Grand Theft Auto III sold very well and became the first blockbuster game in the series, setting the precedent for subsequent GTA titles to be very successful. GTA III also attracted heavy criticism for its violence against police and its indifference to innocent bystanders, making future games in the GTA series synonymous with violence. Following the success of GTA III, the following titles released are stand-alone sequels (though all take place before GTA III chronologically):

  • Grand Theft Auto: Vice City (2002), set in 1986 in Vice City (based on Miami). Influences for the game include movies such as Scarface, Carlito's Way and the TV series Miami Vice.
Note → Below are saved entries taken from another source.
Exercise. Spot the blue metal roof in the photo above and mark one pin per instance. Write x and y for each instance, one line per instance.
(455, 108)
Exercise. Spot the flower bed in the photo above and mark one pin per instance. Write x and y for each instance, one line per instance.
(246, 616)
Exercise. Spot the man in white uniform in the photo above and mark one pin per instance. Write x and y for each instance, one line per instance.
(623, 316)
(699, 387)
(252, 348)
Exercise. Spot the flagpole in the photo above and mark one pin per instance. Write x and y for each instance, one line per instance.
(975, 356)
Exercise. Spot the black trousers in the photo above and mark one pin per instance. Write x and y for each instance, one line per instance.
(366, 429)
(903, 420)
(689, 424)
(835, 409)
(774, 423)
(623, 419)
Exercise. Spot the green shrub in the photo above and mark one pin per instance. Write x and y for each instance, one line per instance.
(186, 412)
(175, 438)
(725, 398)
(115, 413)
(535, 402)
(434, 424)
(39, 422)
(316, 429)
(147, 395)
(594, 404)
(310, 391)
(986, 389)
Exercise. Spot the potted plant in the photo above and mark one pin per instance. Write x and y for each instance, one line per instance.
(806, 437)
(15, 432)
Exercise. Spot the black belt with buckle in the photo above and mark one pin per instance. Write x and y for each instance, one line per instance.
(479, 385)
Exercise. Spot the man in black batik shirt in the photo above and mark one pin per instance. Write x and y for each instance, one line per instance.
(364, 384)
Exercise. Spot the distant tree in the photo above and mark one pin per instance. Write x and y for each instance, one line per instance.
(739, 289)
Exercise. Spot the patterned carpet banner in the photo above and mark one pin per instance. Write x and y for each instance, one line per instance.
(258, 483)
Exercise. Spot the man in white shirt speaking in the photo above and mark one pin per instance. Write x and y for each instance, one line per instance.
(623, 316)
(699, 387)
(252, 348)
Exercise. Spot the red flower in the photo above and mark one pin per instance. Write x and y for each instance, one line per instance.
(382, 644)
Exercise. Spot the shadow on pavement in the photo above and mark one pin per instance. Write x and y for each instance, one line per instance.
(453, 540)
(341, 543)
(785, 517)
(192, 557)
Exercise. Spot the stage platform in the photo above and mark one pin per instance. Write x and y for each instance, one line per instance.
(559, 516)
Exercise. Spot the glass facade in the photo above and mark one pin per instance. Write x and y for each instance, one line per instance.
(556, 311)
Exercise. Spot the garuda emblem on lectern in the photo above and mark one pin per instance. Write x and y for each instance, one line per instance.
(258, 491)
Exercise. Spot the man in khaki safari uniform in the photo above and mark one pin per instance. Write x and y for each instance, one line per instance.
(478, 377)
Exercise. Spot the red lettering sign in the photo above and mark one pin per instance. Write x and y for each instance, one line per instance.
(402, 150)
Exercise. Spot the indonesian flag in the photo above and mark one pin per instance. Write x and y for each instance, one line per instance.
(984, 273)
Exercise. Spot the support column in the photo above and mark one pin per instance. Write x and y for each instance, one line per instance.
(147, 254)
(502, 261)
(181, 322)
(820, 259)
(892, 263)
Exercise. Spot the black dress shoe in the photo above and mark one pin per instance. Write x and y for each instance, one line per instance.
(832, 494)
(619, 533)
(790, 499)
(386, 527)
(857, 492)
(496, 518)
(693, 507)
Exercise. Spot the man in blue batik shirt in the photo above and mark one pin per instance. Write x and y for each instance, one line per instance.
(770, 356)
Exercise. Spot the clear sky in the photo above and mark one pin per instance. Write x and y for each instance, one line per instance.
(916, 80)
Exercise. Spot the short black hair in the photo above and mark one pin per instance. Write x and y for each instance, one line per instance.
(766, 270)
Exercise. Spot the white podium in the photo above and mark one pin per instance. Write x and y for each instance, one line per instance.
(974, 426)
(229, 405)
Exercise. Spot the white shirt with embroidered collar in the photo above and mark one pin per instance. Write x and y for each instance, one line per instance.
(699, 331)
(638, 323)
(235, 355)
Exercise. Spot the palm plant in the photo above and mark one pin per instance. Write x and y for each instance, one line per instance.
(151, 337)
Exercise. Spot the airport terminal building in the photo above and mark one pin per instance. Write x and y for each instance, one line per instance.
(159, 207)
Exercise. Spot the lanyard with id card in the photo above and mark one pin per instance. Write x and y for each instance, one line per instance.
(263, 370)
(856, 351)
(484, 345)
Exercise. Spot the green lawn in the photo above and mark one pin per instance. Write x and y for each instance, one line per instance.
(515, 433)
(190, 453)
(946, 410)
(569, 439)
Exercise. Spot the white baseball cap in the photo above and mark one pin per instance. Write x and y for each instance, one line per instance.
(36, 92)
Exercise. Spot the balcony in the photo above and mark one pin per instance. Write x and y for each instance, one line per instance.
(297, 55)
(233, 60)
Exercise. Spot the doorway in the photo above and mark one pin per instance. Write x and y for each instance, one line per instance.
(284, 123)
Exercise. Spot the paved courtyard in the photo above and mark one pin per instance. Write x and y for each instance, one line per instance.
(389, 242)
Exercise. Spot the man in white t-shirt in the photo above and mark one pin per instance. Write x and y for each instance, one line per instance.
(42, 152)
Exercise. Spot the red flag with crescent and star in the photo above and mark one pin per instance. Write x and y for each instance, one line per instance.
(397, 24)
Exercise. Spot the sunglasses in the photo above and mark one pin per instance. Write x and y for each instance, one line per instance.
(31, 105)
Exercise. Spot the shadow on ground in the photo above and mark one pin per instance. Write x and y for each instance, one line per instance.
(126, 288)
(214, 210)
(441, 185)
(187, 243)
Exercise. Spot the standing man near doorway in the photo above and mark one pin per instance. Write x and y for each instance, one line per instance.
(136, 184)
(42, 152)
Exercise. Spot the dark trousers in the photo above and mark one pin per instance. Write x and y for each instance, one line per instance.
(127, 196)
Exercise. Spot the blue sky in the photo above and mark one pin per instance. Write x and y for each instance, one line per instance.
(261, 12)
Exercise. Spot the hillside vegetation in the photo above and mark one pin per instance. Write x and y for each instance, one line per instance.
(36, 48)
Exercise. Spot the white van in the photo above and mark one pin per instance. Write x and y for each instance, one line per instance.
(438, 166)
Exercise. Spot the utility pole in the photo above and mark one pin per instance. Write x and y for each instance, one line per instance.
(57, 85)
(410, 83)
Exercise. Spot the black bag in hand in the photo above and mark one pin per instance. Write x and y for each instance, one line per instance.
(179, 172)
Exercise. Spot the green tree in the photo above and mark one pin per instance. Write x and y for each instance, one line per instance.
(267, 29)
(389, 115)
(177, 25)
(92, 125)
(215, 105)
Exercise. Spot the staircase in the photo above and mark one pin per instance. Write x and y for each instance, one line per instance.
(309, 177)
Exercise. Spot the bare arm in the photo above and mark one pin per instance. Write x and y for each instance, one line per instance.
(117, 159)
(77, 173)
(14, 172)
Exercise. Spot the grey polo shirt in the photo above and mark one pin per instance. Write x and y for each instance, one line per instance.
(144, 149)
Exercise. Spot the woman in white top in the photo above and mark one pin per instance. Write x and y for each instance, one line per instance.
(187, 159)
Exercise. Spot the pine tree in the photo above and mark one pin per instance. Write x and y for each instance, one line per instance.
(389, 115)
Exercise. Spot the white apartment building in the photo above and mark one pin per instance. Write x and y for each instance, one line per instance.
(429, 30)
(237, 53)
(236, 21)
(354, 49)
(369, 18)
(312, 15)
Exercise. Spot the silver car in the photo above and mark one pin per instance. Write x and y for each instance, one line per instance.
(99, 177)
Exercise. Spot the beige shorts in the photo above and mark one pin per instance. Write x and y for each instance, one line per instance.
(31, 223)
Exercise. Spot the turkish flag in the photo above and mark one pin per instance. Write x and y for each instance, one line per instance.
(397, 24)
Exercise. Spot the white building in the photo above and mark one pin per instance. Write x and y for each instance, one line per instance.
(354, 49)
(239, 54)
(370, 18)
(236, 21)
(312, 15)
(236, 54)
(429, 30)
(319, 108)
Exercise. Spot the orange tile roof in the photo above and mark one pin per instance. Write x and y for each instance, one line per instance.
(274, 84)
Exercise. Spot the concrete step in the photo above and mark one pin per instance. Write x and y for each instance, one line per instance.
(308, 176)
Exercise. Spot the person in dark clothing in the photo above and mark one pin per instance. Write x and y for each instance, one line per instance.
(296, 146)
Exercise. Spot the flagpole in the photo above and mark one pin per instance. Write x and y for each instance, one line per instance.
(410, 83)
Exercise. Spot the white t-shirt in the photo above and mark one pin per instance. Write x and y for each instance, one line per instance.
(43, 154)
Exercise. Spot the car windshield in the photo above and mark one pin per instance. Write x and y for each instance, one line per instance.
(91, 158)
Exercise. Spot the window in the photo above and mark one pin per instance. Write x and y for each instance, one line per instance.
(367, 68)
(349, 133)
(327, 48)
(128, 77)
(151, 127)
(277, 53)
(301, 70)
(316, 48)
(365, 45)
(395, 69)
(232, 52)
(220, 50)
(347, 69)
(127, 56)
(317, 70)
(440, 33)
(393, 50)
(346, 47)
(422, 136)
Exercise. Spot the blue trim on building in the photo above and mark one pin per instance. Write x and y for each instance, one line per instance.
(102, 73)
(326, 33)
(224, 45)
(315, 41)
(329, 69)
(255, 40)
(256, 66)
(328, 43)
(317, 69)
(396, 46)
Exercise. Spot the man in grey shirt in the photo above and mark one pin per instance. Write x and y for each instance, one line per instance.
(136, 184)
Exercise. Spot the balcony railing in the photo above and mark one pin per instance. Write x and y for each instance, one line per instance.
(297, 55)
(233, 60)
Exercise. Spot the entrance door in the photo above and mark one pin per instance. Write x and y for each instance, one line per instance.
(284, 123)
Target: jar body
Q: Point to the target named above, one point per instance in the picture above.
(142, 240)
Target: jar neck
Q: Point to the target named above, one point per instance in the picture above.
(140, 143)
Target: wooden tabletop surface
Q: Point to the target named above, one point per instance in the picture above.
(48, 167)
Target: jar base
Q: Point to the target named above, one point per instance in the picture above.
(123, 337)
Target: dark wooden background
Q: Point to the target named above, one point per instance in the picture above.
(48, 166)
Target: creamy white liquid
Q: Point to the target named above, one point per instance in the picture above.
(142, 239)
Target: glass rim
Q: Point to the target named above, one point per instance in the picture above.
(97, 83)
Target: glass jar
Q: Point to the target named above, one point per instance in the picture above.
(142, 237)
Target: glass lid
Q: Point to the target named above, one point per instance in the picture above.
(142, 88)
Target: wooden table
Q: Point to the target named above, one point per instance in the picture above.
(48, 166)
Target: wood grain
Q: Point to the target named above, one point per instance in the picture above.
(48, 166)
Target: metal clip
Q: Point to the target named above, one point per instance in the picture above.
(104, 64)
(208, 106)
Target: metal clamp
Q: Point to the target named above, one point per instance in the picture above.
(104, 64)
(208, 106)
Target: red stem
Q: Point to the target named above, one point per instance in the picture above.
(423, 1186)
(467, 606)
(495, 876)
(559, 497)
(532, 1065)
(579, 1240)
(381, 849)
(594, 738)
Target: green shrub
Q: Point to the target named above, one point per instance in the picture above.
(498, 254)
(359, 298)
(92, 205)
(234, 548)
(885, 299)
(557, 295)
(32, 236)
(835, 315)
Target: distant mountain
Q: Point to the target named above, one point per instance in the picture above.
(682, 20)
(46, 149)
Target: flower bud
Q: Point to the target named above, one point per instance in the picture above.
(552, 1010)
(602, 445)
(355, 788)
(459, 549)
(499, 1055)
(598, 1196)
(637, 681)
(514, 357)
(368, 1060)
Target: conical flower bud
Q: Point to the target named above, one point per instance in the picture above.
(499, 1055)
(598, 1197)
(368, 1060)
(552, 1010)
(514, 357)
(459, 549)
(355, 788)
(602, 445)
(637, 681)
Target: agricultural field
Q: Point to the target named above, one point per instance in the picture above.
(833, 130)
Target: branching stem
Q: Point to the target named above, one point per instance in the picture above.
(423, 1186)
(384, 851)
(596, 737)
In fact, the entire basic storyline of the game is an homage to Scarface, including the climactic gun-fight in the main character's mansion at the end.
  • Grand Theft Auto: San Andreas (2004), set in 1992 in the fictional state of San Andreas (based on California and Nevada, specifically Los Angeles, San Francisco, and Las Vegas), inspiration comes from movies such as Boyz N the Hood and Menace II Society, and early 90s west coast gangsta rap culture and groups such as N.W.A..

San Andreas expanded on previous RPG elements, adding the ability to dress the player's character, exercise, and tattoo him. These elements also have an effect on gameplay as other characters would comment on the player character's physique or clothes. The character could also swim. San Andreas also attracted controversy when a sex minigame that was cut from the game, but remaining in the game code, was discovered in both the console and PC versions of the game (See Hot Coffee mod). As a result, GTA: San Andreas was pulled from a number of retail outlets and was re-rated from "M" (Mature) to "AO" (Adults Only) by the Entertainment Software Rating Board (ESRB); the first game in the series to be given an AO rating. Rockstar has since released an edited version of the game for the PC, Xbox, and PlayStation 2, and has reclaimed the "M" rating.

  • Grand Theft Auto Advance (2004), originally intended to be a topdown conversion of GTA III for the Game Boy Advance, it ended up becoming its own completely original adventure, set roughly a year before GTA III.
  • Grand Theft Auto: Vice City Stories (2006), the second PlayStation Portable game, was released on October 31, 2006 and set in 1984 Vice City. A PlayStation 2 port was released by Rockstar on March 6, 2007.